Die ÖFB-Elf war am gefährlichsten, wenn sie über den rechten Flügel angriff. Die beschriebene Positionierung in der zweiten Halbzeit stellte die Türkei vor einige Herausforderungen. Aber auch ein gewisses Maß an Variabilität machte ihnen das Leben schwer. So ließ sich Baumgartner des Öfteren im Halbraum in eine tiefere Position fallen, um mehr Ballkontakte zu bekommen. Wenn er dies tat war es Posch, der dann wieder an die letzte gegnerische Linie schob, um den gegnerischen Wingback an der letzten Abwerlinie der Türken zu binden und Baumgartner mehr Zeit und Raum am Ball zu ermöglichen.
Baumgartner (19) nutzt die fehlende horizontale Kompaktheit der gegnerischen 5-3-2-Formation in der ersten und zweiten Verteidigungslinie der Türken aus, um sich in den freien Raum zurückfallen zu lassen. Posch (5) bindet den gegnerischen Wingback Kadioglu (20), wodurch Baumgartner mit Tempo auf die gegnerische Fünferkette dribbeln und unter anderem ein 2vs1 gegen Kadioglu erzeugen kann. Dies war auch die Entstehungsgeschichte zum Eckball, der zum Anschlusstreffer für Österreich führte. Baumgartner schickte Posch die Linie entlang, die Flanke konnte von Kadioglu allerdings auf Kosten einer Ecke verhindert werden.
Österreichs Anschlusstreffer erhöht den Druck auf die Türkei
Die folgende Ecke konnte von Posch Richtung zweite Stange verlängert werden, wo Gregoritsch zum Anschlusstreffer verwerten konnte – 1:2, nun war alles wieder offen. Der Druck auf die Türken wuchs, ihr Abwehrblock wurde immer tiefer in die eigene Hälfte gedrückt. Mit dem schon vor dem Tor eingewechselten Florian Grillitsch, der Konrad Laimer ersetzte, kam ein spielstarker Sechser in die Partie, der Lücken in den türkischen Defensivverbund reißen sollte.

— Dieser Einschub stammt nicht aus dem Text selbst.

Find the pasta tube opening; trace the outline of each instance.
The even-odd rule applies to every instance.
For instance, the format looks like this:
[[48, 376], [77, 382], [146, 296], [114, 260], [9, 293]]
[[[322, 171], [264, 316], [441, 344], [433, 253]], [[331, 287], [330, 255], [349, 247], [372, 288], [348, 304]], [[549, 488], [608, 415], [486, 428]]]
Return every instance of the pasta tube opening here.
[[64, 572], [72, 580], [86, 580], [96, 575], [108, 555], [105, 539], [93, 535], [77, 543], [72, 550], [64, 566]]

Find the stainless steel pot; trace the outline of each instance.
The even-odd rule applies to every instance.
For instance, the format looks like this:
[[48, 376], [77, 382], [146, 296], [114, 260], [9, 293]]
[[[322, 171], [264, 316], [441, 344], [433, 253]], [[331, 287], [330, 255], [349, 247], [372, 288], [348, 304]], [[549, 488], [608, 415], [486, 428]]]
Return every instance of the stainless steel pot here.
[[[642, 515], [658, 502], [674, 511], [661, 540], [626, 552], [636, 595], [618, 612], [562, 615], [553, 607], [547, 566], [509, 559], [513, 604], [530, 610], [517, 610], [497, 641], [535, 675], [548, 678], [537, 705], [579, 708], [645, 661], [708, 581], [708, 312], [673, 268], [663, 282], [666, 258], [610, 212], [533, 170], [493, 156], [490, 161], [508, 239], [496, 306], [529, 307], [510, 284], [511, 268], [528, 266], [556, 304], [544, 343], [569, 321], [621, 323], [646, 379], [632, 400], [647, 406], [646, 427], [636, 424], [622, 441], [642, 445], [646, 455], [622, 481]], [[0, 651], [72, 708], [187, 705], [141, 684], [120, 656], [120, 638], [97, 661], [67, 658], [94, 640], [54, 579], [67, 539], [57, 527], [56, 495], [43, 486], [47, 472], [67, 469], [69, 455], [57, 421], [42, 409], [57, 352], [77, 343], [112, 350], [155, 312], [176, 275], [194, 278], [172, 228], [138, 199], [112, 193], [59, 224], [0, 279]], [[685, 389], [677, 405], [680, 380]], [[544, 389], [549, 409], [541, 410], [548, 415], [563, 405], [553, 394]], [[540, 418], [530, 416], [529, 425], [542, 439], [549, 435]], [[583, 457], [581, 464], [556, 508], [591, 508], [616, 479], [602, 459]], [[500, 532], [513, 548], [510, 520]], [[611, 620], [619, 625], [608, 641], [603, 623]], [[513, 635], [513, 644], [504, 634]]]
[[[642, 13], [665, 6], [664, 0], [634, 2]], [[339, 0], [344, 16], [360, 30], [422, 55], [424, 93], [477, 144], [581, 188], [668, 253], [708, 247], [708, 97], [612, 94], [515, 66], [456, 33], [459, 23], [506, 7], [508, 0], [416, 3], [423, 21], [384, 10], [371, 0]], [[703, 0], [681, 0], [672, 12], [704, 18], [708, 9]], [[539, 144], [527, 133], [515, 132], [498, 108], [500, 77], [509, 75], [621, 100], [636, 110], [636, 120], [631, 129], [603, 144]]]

Die Türkei reagierte erst nach dem Gegentreffer auf die Anpassungen in Österreichs Offensivspiel und veränderte die 5-3-2-Formation zu einem 5-4-1. So konnte man auch in der zweiten Abwehrlinie eine höhere horizontale Kompaktheit erlangen, um Posch und Baumgartner beziehungsweise Prass und Sabitzer nicht mehr so viel Zeit und Raum zu lassen. Und trotzdem fanden die Österreicher immer wieder Räume vor, um sich aussichtsreiche Angriffe zu erspielen. In letzter Konsequenz fehlte allerdings die Präzision im Passspiel der ÖFB-Kicker.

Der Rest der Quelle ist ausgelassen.